By now, smoking is shameful and rude. Barack Obama has never, to my knowledge, been photographed or filmed with a cigarette. Marriott and Best Western make a nice living in the competitive hotel business with no smoking allowed anywhere.

Every one of these steps, especially (3), (4) and (5), proceeded in the face of confident assertions by people who should know that (i) smoking prohibitions could never be enforced, (ii) no-smoking restaurants would mean the complete collapse of the economy of one city after another, (iii) bleating about individual rights, (iv) pseudoscientific denialism.
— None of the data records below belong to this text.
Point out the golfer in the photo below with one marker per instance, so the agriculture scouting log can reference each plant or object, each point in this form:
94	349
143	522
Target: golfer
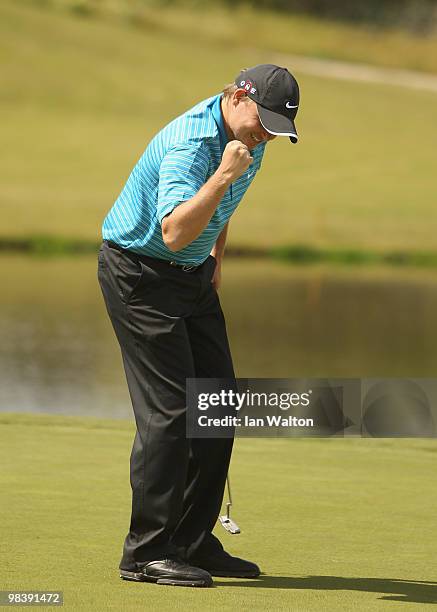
159	270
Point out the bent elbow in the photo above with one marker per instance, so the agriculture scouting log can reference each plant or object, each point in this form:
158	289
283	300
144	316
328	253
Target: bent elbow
168	236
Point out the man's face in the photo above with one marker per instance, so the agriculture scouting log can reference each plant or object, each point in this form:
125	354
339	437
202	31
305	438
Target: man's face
244	121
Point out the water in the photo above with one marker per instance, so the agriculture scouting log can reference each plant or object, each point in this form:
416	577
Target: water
58	353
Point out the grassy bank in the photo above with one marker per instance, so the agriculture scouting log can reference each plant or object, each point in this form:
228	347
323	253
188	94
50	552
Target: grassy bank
51	246
335	524
81	98
262	28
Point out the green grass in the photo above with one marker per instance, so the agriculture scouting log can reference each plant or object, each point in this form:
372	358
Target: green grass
287	33
336	524
80	99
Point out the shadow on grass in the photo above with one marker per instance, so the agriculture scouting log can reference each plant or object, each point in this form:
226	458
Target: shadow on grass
411	591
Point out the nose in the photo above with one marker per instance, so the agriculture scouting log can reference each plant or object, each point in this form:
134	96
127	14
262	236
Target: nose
267	135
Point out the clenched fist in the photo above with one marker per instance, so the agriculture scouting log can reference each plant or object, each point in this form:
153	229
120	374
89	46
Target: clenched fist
236	159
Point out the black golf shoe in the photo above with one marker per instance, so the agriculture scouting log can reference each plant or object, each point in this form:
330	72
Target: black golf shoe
223	564
169	571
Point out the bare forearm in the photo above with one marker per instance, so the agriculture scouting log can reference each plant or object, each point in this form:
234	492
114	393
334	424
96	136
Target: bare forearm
187	221
218	249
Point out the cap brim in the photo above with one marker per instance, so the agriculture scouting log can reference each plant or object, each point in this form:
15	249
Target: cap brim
277	124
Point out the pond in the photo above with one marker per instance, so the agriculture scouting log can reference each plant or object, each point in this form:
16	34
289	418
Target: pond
59	355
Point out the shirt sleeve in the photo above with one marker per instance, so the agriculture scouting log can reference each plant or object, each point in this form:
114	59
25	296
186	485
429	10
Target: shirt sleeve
183	171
It strikes me that this list is a pretty good template for the assault on our addiction to cars. I say cars, because the social costs of cars do not go away even if they are fueled with the greenest, no-carbonest, most renewable fuel you can imagine (though an electric car fueled by the current generating mix is a lot better than one that uses gasoline). The problem is that a car of any size using any fuel takes up about the same space on the road and almost the same parking space. That's two parking spaces, of course, on the average; one at home and one at work or shopping so you can park when you get there. As a result, everything is so far apart and we live so diffusely that only cars can practically get us around. Then there are all the accidents, and the carbon and economic costs of just making all that physical stuff like the concrete of the freeway, and the cars themselves.
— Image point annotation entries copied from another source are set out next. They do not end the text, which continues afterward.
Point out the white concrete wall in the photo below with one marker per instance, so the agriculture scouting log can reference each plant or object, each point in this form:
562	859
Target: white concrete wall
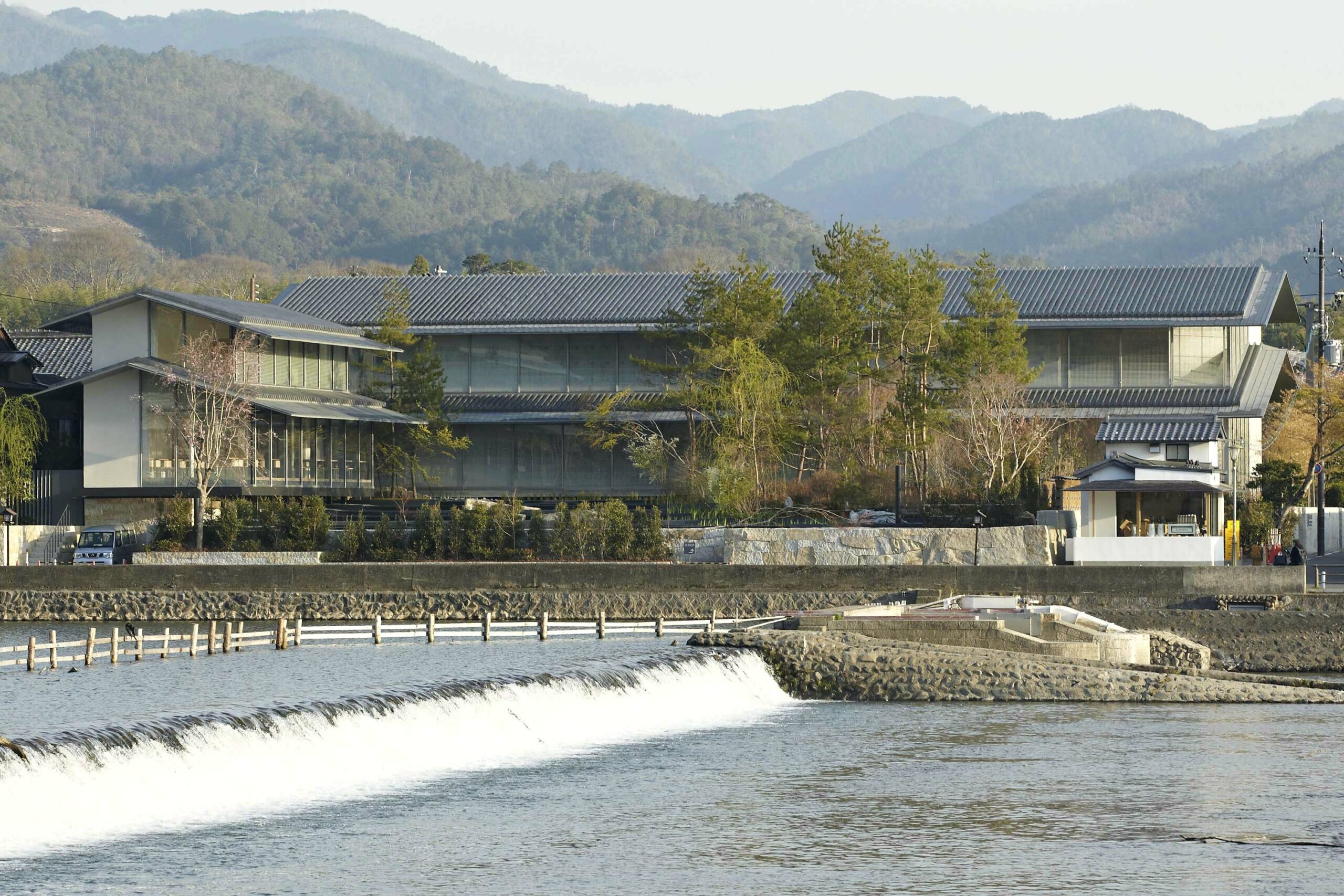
1307	530
112	431
1152	551
121	333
But the most important cost of cars is that they completely prevent casual social interaction with strangers: people wearing two-ton iron suits cannot engage with each other in any way. A slight bump, that would lead to two "excuse me's" on foot, instead winds at best up on the side of the road exchanging papers and maybe worse; don't even think of scratching a friendly dog behind the ears or exchanging a few words about the weather. This cost is underappreciated: the automobile convention has made us afraid of each other and lonely. We are hard-wired to trust our tribe and mistrust strangers and outsiders.
After years of never passing anyone different from ourselves on foot within conversational distance, we see anyone other than the people who live on our very segregated suburban street, work in our homogeneous office, and shop at our demographically targeted mall, as dangerous strangers. That is, going about in cars prevents us systematically from something that is common in real cities: coming close enough to people not like us that they might hurt us and not being hurt.
You don't need to be mugged by someone of a different race or social class to fear them; Hammerstein had it exactly wrong. Without the reassurance and learning that a pedestrian environment, and only a pedestrian environment, affords, the hard-wiring takes over. Petroleum-fueled cars are toxic to the climate; but any cars are as toxic to the social climate as cigarettes are to the people around smokers, because they are the agents of ethnic, social, and economic cleansing.

We need to make it rude to drive, especially rude to drive a big car. Also, come to think of it, rude to live in a big house with rooms we occupy hours a month or never, full of stuff we don't have time to play with. Can we? Let's see: (i) Americans will never give up their cars, it's impossible; (ii) do you know how important the car industry, and road and home construction, are to the economy? Not living in car suburbs will impoverish the entire nation; (iii) it's my right as an American to drive wherever I want and park near the door when I get there; (iv) sprawl and suburbs are actually good (remember the doctors in the Chesterfield ads?); the science on global warming is uncertain and alarmism.

It is the voice of realistic, hardheaded, experienced counsel, but it was all wrong about cigarettes and it's wrong about cars.